Hommy-beg scratched his tousled head and made no answer at first, and the Bishop repeated the question.

"We're all taking sorrow for you, my lord," said Hommy, and then he stopped.

"What is it?" the Bishop repeated.

"And right sorry I am to bring his message."

The Bishop's pale face took an ashy gray, but his manner was still calm.

"What did the Deemster send you to say, Hommy?"

"The Dempster--bad cess to him, and no disrespec'--he sent me to tell you that they're after stripping the canvas off, and, behould ye, it's an ould sail, and they're knowing it by its number, and what fishing-boat it came out of, and all to that."

"Where did the sailcloth come from?" asked the Bishop, and his deep eyes were fixed on Hommy.

"It's an ould--well, the fact is--to tell you not a word of a lie--aw, my lord, what matter--what if it is--"

"Where?" said the Bishop calmly, though his lips whitened and quivered.

"It's an old drift yawlsail of the 'Ben-my-Chree.' Aw, yes, yes, sarten sure, and sorry I am to bring bad newses."

Hommy-beg went out, and the Bishop stood for some minutes in the thrall of fear. He had been smitten hard by other facts, but this latest fact seemed for the moment to overthrow his great calm faith in G.o.d's power to bring out all things for the best. He wrestled with it long and hard.

He tried to persuade himself that it meant nothing. That Ewan was dead was certain. That he came by his death through foul play seemed no less sure and terrible. But that his body had been wrapped in sailcloth once belonging to Dan's fishing-boat was no sufficient ground for the terrible accusation that was taking shape in other minds. Could he accept the idea? Ah, no, no, no. To do so would be to fly in the face of all sound reason, all fatherly love, and all trust in the good Father above. Though the sailcloth came from the "Ben-my-Chree," the fact said nothing of where the body came from. And even though it were certain that the body must have been dropped into the sea from the fishing-boat that belonged to Dan, it would still require proof that Dan himself was aboard of her.
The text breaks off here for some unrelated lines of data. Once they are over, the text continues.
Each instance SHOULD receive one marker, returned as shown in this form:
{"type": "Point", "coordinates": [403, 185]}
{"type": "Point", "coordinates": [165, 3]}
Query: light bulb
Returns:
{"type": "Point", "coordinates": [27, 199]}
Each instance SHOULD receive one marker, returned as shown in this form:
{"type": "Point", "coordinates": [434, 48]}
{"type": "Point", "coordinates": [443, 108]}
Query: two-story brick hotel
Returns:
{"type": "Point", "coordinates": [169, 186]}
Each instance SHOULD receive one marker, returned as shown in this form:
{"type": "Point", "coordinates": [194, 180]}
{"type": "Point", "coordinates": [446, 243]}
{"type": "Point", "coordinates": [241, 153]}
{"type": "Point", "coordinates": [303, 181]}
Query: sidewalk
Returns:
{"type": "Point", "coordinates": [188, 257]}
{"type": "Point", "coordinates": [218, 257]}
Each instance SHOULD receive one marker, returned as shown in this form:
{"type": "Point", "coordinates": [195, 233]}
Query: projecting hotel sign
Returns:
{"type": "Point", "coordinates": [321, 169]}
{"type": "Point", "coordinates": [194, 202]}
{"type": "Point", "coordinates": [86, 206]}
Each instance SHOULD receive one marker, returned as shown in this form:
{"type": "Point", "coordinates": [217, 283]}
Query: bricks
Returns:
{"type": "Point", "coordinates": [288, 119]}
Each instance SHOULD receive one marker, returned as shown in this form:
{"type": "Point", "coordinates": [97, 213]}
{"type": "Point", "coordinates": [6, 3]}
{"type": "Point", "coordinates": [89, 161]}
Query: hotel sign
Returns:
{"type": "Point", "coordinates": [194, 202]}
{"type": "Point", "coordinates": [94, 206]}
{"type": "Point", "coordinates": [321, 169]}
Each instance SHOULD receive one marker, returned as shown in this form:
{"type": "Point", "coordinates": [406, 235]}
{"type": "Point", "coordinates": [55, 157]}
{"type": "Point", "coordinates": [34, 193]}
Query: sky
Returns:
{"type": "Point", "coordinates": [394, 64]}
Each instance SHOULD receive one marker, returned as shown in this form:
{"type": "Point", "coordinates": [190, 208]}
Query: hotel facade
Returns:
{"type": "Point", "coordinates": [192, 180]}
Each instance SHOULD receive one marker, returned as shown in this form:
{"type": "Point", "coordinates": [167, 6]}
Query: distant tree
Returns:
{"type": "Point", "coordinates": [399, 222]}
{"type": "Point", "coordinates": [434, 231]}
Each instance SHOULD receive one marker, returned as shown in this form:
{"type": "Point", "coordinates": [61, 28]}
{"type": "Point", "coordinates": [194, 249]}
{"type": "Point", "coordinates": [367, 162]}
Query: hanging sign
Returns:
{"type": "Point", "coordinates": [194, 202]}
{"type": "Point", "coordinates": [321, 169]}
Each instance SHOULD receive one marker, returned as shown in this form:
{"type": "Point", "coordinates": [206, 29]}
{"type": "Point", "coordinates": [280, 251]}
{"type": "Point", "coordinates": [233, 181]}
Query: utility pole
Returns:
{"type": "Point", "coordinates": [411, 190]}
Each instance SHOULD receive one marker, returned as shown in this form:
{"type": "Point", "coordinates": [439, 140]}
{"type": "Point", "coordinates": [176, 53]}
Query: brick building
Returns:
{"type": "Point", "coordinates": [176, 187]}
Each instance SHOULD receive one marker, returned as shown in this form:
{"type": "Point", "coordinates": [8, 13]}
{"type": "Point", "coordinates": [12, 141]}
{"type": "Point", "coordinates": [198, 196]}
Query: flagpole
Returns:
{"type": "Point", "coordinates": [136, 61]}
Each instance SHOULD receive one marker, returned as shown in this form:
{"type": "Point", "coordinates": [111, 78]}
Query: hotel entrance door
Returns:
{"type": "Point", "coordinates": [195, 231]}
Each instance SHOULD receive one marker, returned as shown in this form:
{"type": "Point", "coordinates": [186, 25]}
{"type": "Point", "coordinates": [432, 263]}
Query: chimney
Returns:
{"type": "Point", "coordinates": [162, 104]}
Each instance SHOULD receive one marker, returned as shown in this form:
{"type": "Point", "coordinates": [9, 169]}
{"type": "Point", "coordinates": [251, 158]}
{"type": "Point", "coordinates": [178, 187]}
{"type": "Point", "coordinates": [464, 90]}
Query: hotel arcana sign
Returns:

With such poor shifts the Bishop bore down the cruel facts as one after one they beat upon his brain. He tried to feel shame of his own shame, and to think hard of his own hard thoughts. "Yes, I will trust in G.o.d,"

he told himself afresh, "I will await events, and trust in the good Father of all mercies." But where was Dan? The Bishop had made up his mind to send messengers to skirr the island round in search of his son, when suddenly there came a great noise as of many persons talking eagerly, and drawing hurriedly near and nearer.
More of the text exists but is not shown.